This famous economist believes that Bitcoin’s future is behind the underlying technology rather than speculation
Famous economist Mohamed El-Erian stated that he had previously bought Bitcoin some years ago but, unfortunately for him, sold right before the rally to $60,000, he revealed on CNBC.
Bought at the bottom, sold at the middle
The former chair of President Obama’s Global Development Council said that he purchased some amount of Bitcoin while it was trading around $3,000 in the winter of 2018, which was its lowest point after its first rally back in 2017.
The economist held his position until 2020 and closed it after Bitcoin reached the area of the previous ATH and moved past $19,000. Right after El-Erian exited the market, Bitcoin exploded and had a 250% run.
According to economists, the two main factors driving the current rally are the use of Bitcoin as a rising inflation hedge and the launch of multiple futures-based exchange-traded funds. In addition to the described crypto market events, Bitcoin went through a major network upgrade.

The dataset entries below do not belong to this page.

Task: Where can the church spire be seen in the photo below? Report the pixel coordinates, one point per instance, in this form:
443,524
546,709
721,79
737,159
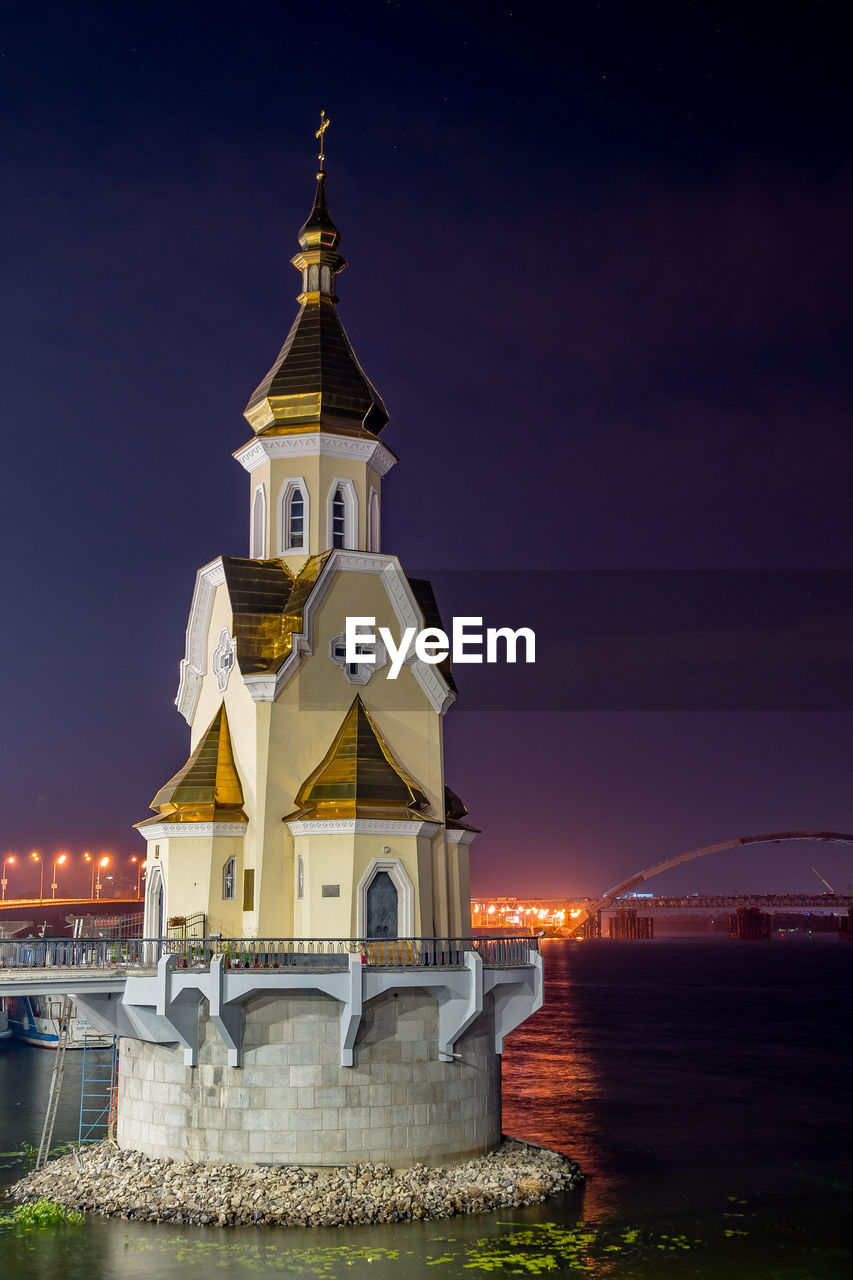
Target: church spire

While fundamental factors strengthen Bitcoin’s position on the market, other cryptocurrency assets remain extremely volatile compared to traditional stocks. Ripple, Ethereum and even Bitcoin itself lost more than half of its value when China announced its crackdown on the cryptocurrency industry.
When is El-Erian looking to buy again?
The analyst said that he will consider entering the market when the “shake out” happens, referring to even when short-term traders or speculators leave the market due to negative price movements.
The economist stays with the fundamentals of Bitcoin and cryptocurrencies in general, and he says he believes in the underlying technology that allows Bitcoin to grow in the long term.
While Mohamed remains a cryptocurrency evangelist and believes in the technology overall, he does not think that it will overtake the world as a global payment tool, and it especially will not become a rival to the U.S. dollar even in periods of extremely high inflation.